The man responsible for Australia’s borders has cautioned against a total shutdown of movement in and out of the country because of the coronavirus pandemic.
Australian Border Force commissioner Michael Outram said a vacuum seal around the nation would prevent essential items like stem cells from entering the country.
“We don’t want to stop all flights to Australia. We don’t want to seal ourselves off,” he told reporters in Canberra on Wednesday.
“Similarly with the ports, there’s a lot of containers coming to Australia with goods that we need as a country.”

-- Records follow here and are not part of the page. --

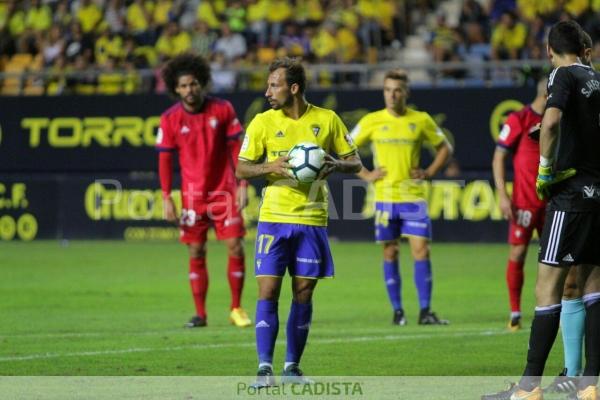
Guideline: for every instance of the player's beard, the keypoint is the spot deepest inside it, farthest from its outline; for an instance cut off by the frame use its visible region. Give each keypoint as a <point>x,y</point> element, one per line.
<point>275,105</point>
<point>193,101</point>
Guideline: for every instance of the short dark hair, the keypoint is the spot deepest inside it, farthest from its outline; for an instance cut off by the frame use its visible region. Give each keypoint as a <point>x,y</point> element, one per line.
<point>185,64</point>
<point>294,71</point>
<point>397,75</point>
<point>565,38</point>
<point>587,40</point>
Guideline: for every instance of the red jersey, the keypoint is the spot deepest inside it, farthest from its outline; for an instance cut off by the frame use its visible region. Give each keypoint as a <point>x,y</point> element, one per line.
<point>526,155</point>
<point>208,143</point>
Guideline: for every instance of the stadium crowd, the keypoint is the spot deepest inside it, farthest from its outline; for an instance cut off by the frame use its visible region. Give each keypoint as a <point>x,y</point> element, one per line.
<point>106,41</point>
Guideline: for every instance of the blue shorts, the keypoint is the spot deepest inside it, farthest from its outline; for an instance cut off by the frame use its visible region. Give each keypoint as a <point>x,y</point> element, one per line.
<point>302,249</point>
<point>393,220</point>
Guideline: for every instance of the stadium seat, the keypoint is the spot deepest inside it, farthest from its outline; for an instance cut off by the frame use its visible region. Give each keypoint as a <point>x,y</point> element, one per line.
<point>265,55</point>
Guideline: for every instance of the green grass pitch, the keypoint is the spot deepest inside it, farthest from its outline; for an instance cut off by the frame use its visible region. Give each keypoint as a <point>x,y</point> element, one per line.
<point>117,308</point>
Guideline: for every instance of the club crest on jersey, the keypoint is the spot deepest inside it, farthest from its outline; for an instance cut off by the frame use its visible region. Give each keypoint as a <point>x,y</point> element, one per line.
<point>316,129</point>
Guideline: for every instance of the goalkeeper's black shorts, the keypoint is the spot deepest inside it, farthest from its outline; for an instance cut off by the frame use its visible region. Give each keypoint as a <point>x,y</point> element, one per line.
<point>570,238</point>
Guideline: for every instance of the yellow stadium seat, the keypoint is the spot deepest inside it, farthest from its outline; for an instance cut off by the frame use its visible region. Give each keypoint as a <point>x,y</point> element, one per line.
<point>265,55</point>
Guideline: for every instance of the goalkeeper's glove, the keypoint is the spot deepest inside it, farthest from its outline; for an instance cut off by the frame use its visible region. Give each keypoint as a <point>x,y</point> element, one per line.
<point>547,177</point>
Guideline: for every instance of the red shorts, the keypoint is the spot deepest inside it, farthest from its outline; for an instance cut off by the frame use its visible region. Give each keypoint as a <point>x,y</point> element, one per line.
<point>524,222</point>
<point>194,223</point>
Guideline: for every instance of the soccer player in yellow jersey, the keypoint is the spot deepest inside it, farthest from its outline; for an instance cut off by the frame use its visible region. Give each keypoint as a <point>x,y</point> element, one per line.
<point>397,134</point>
<point>292,231</point>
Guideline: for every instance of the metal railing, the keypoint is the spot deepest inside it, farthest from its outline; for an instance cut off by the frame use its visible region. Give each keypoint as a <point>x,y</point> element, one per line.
<point>320,76</point>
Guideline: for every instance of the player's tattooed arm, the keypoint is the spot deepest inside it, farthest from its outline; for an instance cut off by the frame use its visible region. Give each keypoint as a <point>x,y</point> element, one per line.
<point>348,164</point>
<point>372,176</point>
<point>248,170</point>
<point>442,155</point>
<point>499,171</point>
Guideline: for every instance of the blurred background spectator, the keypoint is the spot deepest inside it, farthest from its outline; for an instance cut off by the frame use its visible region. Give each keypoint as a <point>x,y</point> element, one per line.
<point>115,37</point>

But he insisted the ABF was ready for anything if the government decided to take more drastic action to contain the disease.
Passenger movements through Australian airports were down by around 5000 on Monday, while 23 flights were cancelled on Tuesday.
The 14 cruise ships which had left are returning to ports, with no reported sickness onboard any of them.
About 12 border force workers have been tested for coronavirus with no positive results so far.
Mr Outram said his staff not contracting the virus should reassure other frontline workers wearing personal protective equipment.
“If you follow procedures, you wear your PPE, it’s a very, very low risk,” he said.
Border force officers are preparing to welcome home Australians from overseas after the government advised people to return.
At airports, people will receive quarantine information at check-in and on the flight before signing a written declaration to self-isolate for 14 days after arriving.
Mr Outram said there had been little disagreement from people returning.
The commissioner has also told his officers to keep the pressure on drugs and other border crime.
“Whilst this is going on and all the focus of the media and the world is on COVID-19, we’re not going to drop the ball,” he said.